Mi padre ya se estaba frotando las manos porque esperaba que su padre le cantara las cuarenta al maestro de un momento a otro y entonces habló el abuelo Paco así:
- Sí, me lo ha contado.
A continuación levantó el hacha, se la ofreció a D. Alfonso y le dijo:
- Tómela, se la lleva a la escuela y la próxima vez no le arranque la patilla, lo que tiene que hacer es cortarle el pescuezo.
Mi padre, al escuchar aquellas palabras salió corriendo del lugar y ya no fue a mi abuelo con más historias de castigos.
Los alumnos de aquella época crecieron en ese modelo de pedagogía y como las familias apoyaban a los maestros pues a los alumnos no les quedaba otra opción que aplicarse y cambiar de comportamiento.

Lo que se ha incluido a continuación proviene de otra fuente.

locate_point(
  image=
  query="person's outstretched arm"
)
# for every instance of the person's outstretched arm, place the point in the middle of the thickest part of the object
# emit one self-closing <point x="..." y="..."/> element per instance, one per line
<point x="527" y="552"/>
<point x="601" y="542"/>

Hoy es todo lo contrario, se da la razón a los niños, se denuncia a los maestros y así crecen las generaciones caprichosas e incultas de nuestros días.
D. Alfonso vivía en las casas de maestros que había en la calle José Antonio del Moral Garrido, donde actualmente está la comunidad de vecinos “Pablo Iglesias”. 
Una noche estaba dando clase a los adultos y se sintió mal, pidió a los alumnos que lo acompañaran a casa y en la calle Conde Mejorada, en la puerta del horno de Joaquín (después horno de la familia Mateos, “Los orugas”) se desplomó y murió. Este hecho ocurrió en el año 1941.

1 comentario:

  1. Buenos días, soy Elena Álamo Carrasco, nieta de D. Alfonso. Me he emocionado muchísimo con vuestro artículo. Gracias por este recuerdo tan bonito. Un abrazo.